The Zulia earthquakes did not occur on any of the three major strike-slip fault systems. Instead, they occurred inside the deforming triangle and were located close to two mapped faults: the Mene Grande Fault (a thrust) and the Valera Fault (a strike-slip fault) but likely occurred on a separate, unmapped fault.

== Earthquakes ==

Moment of the first earthquake in Zulia, Venezuela, recorded by a store security camera

Both earthquakes had an intensity of VIII according to the USGS. In Mene Grande, the intensity ranged from VII (very strong) to VI (strong), in Valera and Ciudad Ojeda, the intensity was VI (strong), while in Maracaibo it was between V (moderate), in Oranjestad, Aruba, the intensity was IV (light), as well as in Willemstad, Curaçao and the Venezuelan city of Barquisimeto. In Caracas, the earthquake was perceived with an intensity of III (weak). The earthquake was felt on the island of Bonaire and in the Colombian cities of Cúcuta, Bucaramanga, Maicao, Valledupar, Riohacha, Santa Marta and Barranquilla, where high-rise buildings and offices were evacuated. The earthquakes were felt as far away as Medellin, more than 660 kilometers away.

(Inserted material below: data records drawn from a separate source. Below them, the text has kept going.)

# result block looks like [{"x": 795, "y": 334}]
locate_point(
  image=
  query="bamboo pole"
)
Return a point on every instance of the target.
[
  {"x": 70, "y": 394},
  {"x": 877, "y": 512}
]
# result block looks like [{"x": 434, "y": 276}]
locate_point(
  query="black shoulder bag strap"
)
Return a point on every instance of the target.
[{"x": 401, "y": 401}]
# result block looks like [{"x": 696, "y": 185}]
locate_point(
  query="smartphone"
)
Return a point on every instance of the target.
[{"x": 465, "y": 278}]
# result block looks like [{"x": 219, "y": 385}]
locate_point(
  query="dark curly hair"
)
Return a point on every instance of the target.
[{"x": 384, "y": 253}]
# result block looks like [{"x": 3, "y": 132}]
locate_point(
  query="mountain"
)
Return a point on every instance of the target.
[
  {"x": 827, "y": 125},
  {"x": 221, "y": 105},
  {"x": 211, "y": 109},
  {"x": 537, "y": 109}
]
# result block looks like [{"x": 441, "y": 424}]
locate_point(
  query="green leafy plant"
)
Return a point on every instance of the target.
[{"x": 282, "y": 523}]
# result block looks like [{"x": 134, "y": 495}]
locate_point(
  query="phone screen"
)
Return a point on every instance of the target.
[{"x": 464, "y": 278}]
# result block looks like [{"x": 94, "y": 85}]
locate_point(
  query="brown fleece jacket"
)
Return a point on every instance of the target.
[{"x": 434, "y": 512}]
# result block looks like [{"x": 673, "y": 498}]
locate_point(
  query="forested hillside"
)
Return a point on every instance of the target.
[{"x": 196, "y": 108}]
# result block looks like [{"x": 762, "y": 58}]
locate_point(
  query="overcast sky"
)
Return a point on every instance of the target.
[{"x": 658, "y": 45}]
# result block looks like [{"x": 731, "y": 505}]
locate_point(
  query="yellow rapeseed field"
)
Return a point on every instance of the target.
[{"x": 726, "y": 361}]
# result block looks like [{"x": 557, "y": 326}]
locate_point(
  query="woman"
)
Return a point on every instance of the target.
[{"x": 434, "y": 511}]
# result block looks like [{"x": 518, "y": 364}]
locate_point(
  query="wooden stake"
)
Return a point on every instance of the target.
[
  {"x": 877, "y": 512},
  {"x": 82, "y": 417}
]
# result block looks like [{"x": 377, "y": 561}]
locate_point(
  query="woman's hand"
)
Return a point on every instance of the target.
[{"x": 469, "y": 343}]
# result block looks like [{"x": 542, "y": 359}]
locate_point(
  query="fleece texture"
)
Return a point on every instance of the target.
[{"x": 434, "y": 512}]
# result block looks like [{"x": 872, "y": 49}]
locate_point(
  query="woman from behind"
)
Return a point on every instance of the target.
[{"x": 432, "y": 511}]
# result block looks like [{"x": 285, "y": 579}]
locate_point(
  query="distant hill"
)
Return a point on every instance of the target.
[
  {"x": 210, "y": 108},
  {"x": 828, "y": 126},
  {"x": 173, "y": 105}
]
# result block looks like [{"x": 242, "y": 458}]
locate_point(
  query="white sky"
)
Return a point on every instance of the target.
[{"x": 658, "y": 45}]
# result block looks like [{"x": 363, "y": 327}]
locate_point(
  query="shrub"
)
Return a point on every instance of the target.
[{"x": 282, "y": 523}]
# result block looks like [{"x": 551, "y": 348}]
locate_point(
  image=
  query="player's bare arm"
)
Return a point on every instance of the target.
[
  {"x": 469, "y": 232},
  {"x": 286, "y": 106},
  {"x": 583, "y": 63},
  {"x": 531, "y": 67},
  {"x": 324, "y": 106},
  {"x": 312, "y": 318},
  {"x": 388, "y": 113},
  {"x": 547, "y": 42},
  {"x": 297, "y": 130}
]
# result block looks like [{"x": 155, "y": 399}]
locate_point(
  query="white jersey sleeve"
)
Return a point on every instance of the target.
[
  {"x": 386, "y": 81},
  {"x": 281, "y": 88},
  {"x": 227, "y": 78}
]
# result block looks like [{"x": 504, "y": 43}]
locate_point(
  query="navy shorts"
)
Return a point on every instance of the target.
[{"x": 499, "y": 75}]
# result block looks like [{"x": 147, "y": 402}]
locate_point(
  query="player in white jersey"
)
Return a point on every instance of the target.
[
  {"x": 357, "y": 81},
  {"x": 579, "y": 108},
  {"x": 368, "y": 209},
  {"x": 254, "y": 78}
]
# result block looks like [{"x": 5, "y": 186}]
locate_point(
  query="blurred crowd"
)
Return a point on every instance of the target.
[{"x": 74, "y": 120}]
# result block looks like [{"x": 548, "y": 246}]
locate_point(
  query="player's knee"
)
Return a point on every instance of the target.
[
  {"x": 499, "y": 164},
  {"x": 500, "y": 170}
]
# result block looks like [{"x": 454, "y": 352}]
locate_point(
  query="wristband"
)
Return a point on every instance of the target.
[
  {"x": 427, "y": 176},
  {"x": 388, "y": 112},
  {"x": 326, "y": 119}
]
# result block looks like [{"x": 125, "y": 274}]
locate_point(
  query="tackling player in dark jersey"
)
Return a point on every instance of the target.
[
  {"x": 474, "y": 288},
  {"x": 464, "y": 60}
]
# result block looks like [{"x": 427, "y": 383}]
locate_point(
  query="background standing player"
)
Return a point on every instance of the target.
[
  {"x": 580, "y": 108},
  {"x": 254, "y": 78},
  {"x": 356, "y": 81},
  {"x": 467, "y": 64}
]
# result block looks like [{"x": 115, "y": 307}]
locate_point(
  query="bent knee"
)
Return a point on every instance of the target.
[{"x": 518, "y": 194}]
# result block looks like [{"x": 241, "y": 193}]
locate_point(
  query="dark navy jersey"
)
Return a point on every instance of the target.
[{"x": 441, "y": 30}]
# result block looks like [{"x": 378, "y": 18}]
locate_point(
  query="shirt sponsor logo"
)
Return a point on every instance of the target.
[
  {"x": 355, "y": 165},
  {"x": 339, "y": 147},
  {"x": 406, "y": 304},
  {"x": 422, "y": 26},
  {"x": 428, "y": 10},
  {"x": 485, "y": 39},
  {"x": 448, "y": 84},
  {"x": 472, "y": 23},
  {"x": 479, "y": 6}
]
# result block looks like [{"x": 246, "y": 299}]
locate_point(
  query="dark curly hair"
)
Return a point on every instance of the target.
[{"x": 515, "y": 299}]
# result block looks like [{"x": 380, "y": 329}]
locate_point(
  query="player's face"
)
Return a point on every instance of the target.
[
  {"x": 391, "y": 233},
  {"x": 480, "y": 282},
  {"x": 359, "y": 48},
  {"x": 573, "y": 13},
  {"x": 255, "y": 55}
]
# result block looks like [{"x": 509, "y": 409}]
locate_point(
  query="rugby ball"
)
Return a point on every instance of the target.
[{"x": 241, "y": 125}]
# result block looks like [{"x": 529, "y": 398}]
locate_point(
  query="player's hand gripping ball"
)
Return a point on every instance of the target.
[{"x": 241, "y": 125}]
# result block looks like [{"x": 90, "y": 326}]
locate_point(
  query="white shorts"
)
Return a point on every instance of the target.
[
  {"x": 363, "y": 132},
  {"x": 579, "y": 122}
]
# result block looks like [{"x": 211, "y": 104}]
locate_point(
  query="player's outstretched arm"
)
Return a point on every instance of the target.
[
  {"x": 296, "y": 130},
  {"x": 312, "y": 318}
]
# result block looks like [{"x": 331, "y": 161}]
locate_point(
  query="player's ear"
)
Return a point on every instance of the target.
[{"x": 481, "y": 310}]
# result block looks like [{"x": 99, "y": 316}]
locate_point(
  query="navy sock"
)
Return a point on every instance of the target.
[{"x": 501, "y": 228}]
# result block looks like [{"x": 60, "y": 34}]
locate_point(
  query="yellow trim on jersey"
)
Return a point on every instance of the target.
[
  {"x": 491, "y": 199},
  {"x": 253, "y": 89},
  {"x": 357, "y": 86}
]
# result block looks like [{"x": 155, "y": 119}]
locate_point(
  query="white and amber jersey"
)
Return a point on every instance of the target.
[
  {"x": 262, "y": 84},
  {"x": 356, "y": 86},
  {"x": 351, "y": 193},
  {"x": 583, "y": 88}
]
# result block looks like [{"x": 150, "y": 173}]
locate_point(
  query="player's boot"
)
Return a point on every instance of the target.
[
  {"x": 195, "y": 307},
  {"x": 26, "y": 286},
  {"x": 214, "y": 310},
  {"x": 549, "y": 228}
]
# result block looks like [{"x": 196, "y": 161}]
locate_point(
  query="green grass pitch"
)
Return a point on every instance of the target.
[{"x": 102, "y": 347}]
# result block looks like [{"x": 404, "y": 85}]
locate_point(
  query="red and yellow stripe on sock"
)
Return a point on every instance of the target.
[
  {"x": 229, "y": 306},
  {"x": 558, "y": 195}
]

Approximately 31 minutes before the first major earthquake, a foreshock with a magnitude of 3.9 occurred in the same area. The Venezuelan Foundation of Seismological Research (Funvisis) estimated the first earthquake as a 5.4, while the second was placed at 6.0. International organizations marked the first event as a 6.2, while the second as a 6.3.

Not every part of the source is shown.